Un héritage bien présent
Jusqu’à aujourd’hui, McGill a pu compter sur l’appui des autorités impériales puis fédérales, devenues leurs héritières de fait et de droit. Leur comptabilité est frappante : à elle seule, McGill reçoit le tiers des fonds de recherche d’Ottawa. Ainsi, alors que la moitié du budget de McGill dépend des fonds versés par le gouvernement et par les étudiants du Québec, le réseau de l’Université du Québec, lui, en dépend à 90%1 . Combinées, les règles qui déterminent le financement des universités favorisent disproportionnellement les universités anglophones de telle sorte qu’elles reçoivent 3,7 fois plus d’argent par étudiant anglophone que les universités francophones en reçoivent par francophone. Une institution brille au sommet de cette injustice : McGill.
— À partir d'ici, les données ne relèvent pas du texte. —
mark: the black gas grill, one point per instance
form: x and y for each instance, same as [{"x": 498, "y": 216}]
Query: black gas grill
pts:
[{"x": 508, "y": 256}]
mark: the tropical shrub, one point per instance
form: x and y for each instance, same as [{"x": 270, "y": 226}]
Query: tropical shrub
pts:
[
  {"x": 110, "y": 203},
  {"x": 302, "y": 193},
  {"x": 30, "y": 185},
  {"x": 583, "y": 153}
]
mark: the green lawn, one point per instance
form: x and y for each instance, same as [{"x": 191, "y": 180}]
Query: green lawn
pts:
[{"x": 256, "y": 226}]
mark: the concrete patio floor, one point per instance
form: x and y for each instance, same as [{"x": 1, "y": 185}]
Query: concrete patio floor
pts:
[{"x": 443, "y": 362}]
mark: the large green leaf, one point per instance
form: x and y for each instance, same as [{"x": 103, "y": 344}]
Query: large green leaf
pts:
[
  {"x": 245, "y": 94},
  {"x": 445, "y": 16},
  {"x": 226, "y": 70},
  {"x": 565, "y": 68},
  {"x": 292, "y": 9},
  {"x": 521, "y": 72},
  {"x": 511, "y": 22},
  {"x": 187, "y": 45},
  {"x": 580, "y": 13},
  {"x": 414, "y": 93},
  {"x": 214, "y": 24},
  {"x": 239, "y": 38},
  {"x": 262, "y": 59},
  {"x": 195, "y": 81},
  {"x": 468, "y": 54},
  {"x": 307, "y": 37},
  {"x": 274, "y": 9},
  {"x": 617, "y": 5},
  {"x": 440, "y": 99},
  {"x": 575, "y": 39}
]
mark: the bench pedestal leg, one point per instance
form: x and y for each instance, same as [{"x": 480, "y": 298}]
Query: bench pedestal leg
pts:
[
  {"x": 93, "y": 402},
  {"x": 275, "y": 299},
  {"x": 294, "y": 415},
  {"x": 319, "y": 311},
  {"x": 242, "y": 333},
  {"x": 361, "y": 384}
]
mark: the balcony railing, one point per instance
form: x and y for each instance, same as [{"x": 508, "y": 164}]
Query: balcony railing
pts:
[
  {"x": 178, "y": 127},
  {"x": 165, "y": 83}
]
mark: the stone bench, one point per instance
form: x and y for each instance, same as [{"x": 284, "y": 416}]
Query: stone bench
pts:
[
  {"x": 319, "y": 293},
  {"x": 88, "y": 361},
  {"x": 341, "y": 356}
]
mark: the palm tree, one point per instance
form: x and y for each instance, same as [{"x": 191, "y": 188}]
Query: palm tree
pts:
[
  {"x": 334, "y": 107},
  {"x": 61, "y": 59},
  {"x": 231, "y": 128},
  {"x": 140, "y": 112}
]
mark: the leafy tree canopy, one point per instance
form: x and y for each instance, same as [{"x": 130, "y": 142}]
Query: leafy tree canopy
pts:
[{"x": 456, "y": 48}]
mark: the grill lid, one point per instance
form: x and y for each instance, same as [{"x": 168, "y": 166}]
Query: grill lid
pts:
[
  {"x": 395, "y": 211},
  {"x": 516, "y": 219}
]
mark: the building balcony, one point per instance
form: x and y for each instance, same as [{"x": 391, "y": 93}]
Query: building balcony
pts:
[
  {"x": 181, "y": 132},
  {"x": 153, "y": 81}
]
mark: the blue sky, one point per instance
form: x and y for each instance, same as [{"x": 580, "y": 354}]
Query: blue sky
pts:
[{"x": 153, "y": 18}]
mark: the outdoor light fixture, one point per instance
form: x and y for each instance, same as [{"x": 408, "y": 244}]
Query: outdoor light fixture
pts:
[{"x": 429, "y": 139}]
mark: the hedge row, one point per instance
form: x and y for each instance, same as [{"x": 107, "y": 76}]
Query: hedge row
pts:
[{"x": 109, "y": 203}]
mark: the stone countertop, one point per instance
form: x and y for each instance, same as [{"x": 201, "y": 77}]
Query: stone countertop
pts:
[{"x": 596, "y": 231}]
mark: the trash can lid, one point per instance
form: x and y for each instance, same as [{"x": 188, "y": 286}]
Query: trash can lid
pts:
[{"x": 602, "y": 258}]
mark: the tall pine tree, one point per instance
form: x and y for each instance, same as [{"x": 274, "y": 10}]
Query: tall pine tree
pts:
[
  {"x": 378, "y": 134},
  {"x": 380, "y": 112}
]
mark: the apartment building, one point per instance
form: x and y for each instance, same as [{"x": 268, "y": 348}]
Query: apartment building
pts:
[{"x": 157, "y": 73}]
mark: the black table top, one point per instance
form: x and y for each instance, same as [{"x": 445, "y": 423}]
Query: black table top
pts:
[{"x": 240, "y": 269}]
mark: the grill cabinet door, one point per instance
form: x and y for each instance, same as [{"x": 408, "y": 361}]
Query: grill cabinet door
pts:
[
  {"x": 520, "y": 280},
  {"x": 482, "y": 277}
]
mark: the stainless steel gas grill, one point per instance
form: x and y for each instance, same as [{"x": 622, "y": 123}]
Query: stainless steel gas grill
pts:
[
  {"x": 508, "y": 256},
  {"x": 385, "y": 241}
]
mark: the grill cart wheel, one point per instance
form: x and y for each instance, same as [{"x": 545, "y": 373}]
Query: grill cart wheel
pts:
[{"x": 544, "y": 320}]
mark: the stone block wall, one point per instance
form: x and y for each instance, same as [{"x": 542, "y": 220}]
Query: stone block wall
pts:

Une telle situation explique comment elle pouvait se permettre, le 21 janvier 2010, d’annoncer sans l’aval de Québec qu’elle multiplierait par 20 les frais de scolarité d’un de ses programmes, les faisant grimper à près de 30 000$ par année. C’est à peine trois semaines plus tard que le gouvernement Charest, tel un loyal sujet, rendait publique son intention d’augmenter les frais de scolarité pour l’ensemble des universités québécoises.
Aujourd’hui, les McGillois qui s’opposent à cette nouvelle hausse dans leur université devraient nous rappeler où ils se trouvaient en 2012, lorsque nous étions plus de 300 000 à avoir freiné notre scolarisation au service d’un idéal où une éducation supérieure démocratisée favoriserait l’égalité des chances de tous les Québécois. La réponse on la connaît. Ils étaient confortablement assis sur leurs bancs d’école cultivant, entre eux, leur « ouverture sur le monde », déclinaison modernisée de l’impérialité d’hier. Cela n’a pas empêché les anglo-québécois de jouir, en toute bonne conscience, du résultat de notre lutte sans avoir à renoncer à leurs privilèges hérités des Conquérants d’autrefois.
Ce faisant, ils réclament que les Québécois continuent à financer la solidarité canadienne-anglaise comme ils considéraient, en 1900, que les Canadiens-français devaient soutenir les guerres de l’Empire britannique dans ses aventures « civilisatrices ».
La situation offre aux McGillois l’occasion de faire un examen de conscience. À défaut, un gouvernement du Québec conscient de ses devoirs devrait leur rappeler qu’ils sont nos concitoyens dans un Québec qui ne veut pas entretenir de rancunes, mais qui exige une justice ferme. Si elle aime le Québec autant qu’elle le prétend, McGill doit renoncer à ses privilèges impériaux pour contribuer pleinement à notre société.